Lydia Smith lives a quiet life, spent in the company of her colleagues and customers at the bookstore where she works. But when Joey Molina, a young and mysterious regular, hangs himself in the bookstore and leaves Lydia secret messages hidden in the pages of his books, her world starts to unravel.
Why did Joey do it?
What did he know?
And what does it have to do with Lydia?
Well how could I not go for this novel? Fiction about books and bookstores is like dangling a carrot in front of a rabbit so I readily gave into the temptation of buying this novel when I saw it was on sale at my local bookstore (which is sadly now closed for good), especially when I read the back flap. Thrown in the mix is a past murder mystery and a recent mystifying suicide, and the promise of hidden messages that need to be solved. This sounds like a perfect recipe to me!
Lydia is a bookseller at the Bright Ideas Bookstore. She keeps her past very much to herself, nobody knows that she was a final girl when she was only 10 years old, the only survivor of a mass murder. She feels a special affection for Joey, one of the store’s misfits – they are often non-customers but she enjoys their presence – so it is shocking that she finds him dead on the first floor. What is also shocking is the photo she finds poking out of his pocket, of her and two of her friends when she was a teenager, before the terrible events that happened to her. How did he get this photo? What were those terrible events? Why did he commit suicide?

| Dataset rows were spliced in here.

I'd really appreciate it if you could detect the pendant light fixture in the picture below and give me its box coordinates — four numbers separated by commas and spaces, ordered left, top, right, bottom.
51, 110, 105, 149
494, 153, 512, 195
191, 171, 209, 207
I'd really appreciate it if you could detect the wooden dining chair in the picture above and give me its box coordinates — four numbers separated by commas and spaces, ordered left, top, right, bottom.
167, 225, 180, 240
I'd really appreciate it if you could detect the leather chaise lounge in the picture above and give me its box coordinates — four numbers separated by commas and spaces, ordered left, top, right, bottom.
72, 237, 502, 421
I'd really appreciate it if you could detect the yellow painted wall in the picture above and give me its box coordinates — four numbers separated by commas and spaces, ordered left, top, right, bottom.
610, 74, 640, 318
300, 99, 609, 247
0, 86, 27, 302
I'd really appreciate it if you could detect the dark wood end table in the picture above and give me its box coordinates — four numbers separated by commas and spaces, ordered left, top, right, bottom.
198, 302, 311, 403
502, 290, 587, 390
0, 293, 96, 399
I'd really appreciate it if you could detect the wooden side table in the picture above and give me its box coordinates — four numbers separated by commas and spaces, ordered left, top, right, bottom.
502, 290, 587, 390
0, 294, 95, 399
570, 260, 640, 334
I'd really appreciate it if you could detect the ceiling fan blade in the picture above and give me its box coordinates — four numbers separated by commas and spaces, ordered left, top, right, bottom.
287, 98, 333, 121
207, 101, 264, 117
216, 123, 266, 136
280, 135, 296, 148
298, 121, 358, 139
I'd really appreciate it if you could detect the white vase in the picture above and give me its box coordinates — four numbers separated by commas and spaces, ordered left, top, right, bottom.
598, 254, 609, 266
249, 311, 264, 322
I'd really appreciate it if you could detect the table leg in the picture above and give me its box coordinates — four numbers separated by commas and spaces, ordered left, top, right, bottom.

Much to her surprise she is handed his meager possessions, mostly books, and while she’s looking through them she notices something off about them. It seems Joey used his books to leave her message and she is eager find out what he meant to tell her, if she can find out how to decipher the clues.
I enjoyed the way the author managed to hide messages in the books and while I could only imagine how it would work I could read the message the way she found it in the books, so I still had part of the fun.
Of course there’s also the photo, the link to her past. I enjoyed the gradual reveal of Lydia’s memories and finding out more about that fatal day until finally the horrific scene is played out. It still didn’t explain the current events though. It took until the last part of the novel to discover how Joey’s tied into this and I have to say that I’m impressed with the twists and turns, which ultimately gave him the reason to take his own life.
The only remarks I could make about this story is that I didn’t understand why she wasn’t talking to her father, if it was to create mystery and suspicion towards him at the start it didn’t have the intended effect on me. Her relationship with David also didn’t hold any value to me and I don’t know why he was added, she could have been single just as well. Was it only to demonstrate how hard she found it to trust someone? It certainly felt hollow to me and David never became an interesting character. Other than those minor notes I think this is a very enjoyable debut novel. It starts off as a bit quirky but it develops into a far darker and complex story then I expected so I was pleasantly surprised it was so engrossing. I wouldn’t mind at all reading another novel by this author.
I bought a paperback of this novel. This is my honest opinion.